Help them learn that patience is a virtue.
In a society focused on immediate gratification, it can be hard for children to understand the power of waiting. As a young tot, getting an ice cream cone or doll right away might not seem like a huge deal. Unfortunately, down the line this same mentality can lead your adult child to want (and buy) a new pair of shoes, fancy hat or luxury vacation right now.
Buying without being prepared for the expense often leads to debt. However, if you teach your child the virtue of patience, they’ll learn to take joy in having saved for their extras.

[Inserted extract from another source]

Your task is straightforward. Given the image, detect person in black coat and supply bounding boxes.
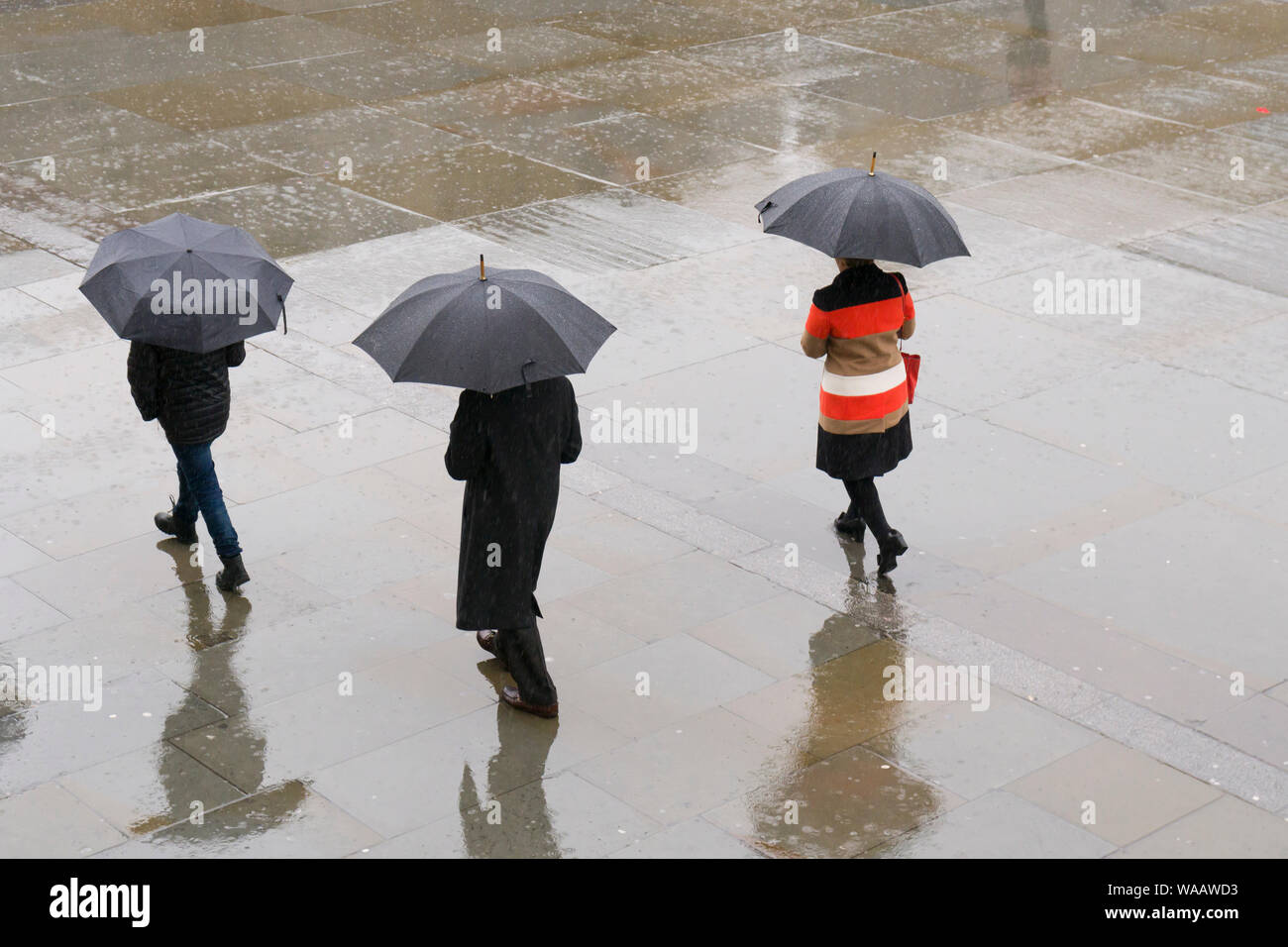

Consider giving a monthly allowance for “special purchases.” Once your daughter has saved enough for her new doll or your son his new baseball glove, they will each value that item much more.
Loan money with interest.
When your children leave the coop, borrowing money won’t be free. Loans will come with an interest payment. Teach them the principle now. If you loan them money – charge them interest.
Explain to them that the money they’ll spend in interest is like a rent payment. For example, if they borrow $10 at 10 percent interest, they’ll need to pay you back $11.00. The extra $1 is the cost of renting the $10.
Let them earn some dough.
Nothing teaches children the value of money more quickly than having to earn it. Predetermine how much each chore around the house is worth. Maybe it’s $10 to mow the yard, $15 to clean the bathroom, and $12 to wash the car.
They’ll suddenly discover a new appreciation for going to the movies on Friday night.